Dir2md + Spicy: Turn Any Repo into LLM-Ready Context (and Catch Risks)

What it does (TL;DR)

Scans a repo and produces both human-friendly Markdown and LLM-ready JSON/JSONL in one shot.
NEW v1.2.2: Root-safe symlink handling + large-file masking (no bypass) + deprecation-free pathspec matching.
NEW v1.2.1: Enterprise-grade security (5 critical fixes) + flexible 3-tier configuration system.
NEW v1.2.0: Zero-config intelligence (60-70% token reduction) with Gravitas compression, smart query, and AST sampling.
Smart sampling + token budgeting to avoid overloading models.
Built-in masking for secrets and a Spicy 5-level risk report (on by default).
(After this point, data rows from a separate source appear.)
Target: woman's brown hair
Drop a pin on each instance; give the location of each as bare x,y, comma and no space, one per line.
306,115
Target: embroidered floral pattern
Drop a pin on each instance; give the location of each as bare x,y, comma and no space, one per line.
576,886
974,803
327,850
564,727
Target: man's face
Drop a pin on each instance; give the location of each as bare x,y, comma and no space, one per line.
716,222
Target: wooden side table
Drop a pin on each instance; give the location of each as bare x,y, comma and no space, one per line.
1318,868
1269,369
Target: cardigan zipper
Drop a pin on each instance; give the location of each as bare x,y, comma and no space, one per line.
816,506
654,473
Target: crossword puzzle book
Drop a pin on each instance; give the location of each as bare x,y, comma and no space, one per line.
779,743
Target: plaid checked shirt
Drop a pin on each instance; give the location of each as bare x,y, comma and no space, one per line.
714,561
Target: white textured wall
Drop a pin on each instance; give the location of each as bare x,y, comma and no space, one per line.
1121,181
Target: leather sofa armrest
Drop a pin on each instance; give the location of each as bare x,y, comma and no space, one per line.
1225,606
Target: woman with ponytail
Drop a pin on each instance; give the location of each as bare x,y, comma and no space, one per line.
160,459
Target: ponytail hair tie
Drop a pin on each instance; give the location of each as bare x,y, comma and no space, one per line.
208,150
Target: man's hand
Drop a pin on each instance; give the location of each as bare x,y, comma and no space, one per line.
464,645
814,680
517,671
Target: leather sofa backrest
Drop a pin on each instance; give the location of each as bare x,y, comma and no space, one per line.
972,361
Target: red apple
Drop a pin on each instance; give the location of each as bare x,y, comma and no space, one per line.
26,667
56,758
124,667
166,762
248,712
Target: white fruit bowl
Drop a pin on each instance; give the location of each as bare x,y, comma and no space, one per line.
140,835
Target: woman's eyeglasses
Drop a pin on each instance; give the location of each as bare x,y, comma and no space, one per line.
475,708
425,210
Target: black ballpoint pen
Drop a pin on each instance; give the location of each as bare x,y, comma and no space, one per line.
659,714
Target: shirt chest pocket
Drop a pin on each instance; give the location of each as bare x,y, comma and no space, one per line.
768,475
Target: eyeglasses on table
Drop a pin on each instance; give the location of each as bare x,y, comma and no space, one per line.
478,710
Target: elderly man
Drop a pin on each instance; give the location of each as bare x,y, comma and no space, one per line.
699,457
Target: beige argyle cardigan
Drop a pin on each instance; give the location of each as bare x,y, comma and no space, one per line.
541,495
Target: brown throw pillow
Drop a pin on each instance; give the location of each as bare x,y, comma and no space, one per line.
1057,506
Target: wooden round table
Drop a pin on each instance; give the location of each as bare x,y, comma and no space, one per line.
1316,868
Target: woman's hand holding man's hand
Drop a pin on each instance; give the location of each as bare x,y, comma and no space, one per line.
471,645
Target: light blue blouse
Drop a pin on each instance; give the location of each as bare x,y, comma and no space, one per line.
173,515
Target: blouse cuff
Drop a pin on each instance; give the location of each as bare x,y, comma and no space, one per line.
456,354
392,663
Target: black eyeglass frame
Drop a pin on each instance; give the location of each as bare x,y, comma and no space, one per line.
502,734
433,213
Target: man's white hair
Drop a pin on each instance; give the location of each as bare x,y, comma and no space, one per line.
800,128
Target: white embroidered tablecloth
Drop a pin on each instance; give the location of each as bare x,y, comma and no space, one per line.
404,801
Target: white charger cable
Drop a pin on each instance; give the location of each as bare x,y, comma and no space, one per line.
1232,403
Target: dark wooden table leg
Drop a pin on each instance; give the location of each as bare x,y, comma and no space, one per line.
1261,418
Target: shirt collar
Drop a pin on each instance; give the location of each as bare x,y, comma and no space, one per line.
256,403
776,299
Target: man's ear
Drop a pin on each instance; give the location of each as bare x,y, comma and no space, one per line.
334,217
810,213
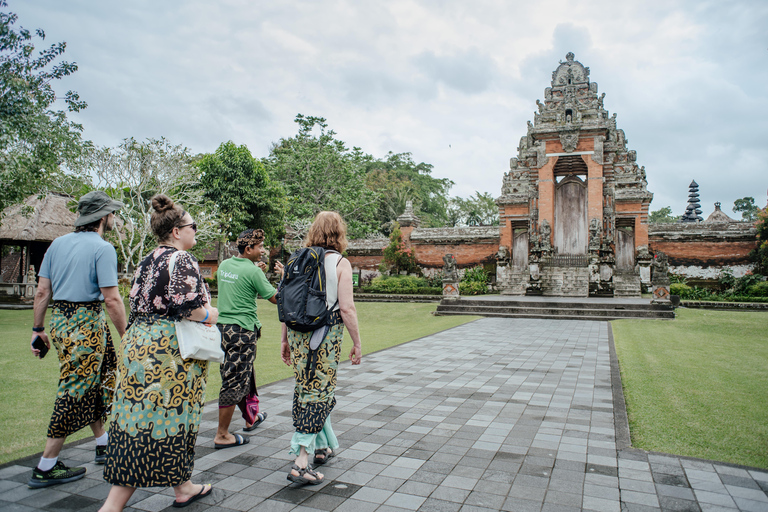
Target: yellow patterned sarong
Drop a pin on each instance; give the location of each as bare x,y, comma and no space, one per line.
80,333
157,409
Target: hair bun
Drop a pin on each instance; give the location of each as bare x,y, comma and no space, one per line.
162,203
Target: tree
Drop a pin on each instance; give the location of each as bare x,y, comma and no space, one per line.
397,179
477,210
398,257
320,173
34,138
747,207
662,216
760,254
133,173
239,188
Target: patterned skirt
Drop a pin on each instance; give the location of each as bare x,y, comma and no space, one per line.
237,378
157,409
314,394
80,333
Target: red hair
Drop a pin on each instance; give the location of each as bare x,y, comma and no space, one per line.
328,231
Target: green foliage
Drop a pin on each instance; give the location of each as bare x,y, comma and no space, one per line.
34,138
397,257
758,289
760,255
320,173
402,285
475,275
240,189
472,288
738,285
397,179
662,216
747,207
477,210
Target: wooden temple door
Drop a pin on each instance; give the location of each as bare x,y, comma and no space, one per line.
520,248
571,231
625,248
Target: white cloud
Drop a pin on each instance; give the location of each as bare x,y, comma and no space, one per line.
452,82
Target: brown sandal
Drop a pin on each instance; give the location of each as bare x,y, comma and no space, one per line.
301,479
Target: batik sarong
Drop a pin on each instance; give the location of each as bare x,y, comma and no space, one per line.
237,377
80,333
314,395
157,409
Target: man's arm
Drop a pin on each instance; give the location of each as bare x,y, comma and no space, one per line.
42,298
115,307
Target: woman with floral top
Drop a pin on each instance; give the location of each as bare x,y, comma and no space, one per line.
159,397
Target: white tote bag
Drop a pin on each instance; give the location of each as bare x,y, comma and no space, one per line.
197,340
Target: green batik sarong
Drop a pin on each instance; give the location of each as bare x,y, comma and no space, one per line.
80,333
157,409
314,394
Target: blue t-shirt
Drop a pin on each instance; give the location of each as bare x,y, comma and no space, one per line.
78,264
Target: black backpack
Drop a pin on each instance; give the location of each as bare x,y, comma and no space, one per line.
301,300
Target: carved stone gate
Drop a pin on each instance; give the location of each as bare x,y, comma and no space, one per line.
574,204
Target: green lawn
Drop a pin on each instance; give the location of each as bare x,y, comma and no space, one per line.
28,385
698,385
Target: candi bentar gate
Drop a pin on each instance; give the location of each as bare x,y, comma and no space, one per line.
574,204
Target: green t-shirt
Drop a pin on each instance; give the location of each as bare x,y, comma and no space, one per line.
240,282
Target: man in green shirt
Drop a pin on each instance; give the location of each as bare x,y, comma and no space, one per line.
241,280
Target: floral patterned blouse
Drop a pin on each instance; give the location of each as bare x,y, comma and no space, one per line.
155,292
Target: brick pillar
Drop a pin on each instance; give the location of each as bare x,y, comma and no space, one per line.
594,188
547,191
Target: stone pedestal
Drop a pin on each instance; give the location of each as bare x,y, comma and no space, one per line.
450,289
SIDRCE Grade: A (90-94/100) — Security: A+ | Reliability: A | Performance: A

Why developers should care

Onboarding: New teammates see the structure, key files, and summaries in under a minute.
PR / Code Review: Drop the JSONL straight into your LLM to review a large codebase without token waste.
Safety & Quality: Spicy highlights risky spots; masking protects tokens/keys/PEM/JWT/DB URLs.
Reproducible: Cache/venv noise auto-excluded; --no-timestamp keeps outputs stable for CI.
NEW v1.2.2: Root-safe symlink traversal + large-file masking + cleaner pathspec matching.
NEW v1.2.1: Enterprise security (Markdown injection prevention, RCE elimination) + flexible configuration.
NEW v1.2.0: Automatic 60-70% token reduction with zero configuration overhead.

Key technical bits

Intelligence (v1.2.0)

Gravitas Compression: 30-50% token reduction using symbolic compression (auto-enabled in pro/ai)
Smart Query Processing: Typo correction + synonym expansion, 60%→90% accuracy (auto-enabled with queries)
AST Semantic Sampling: Python structure extraction, 30-40% additional reduction (auto-enabled for .py files)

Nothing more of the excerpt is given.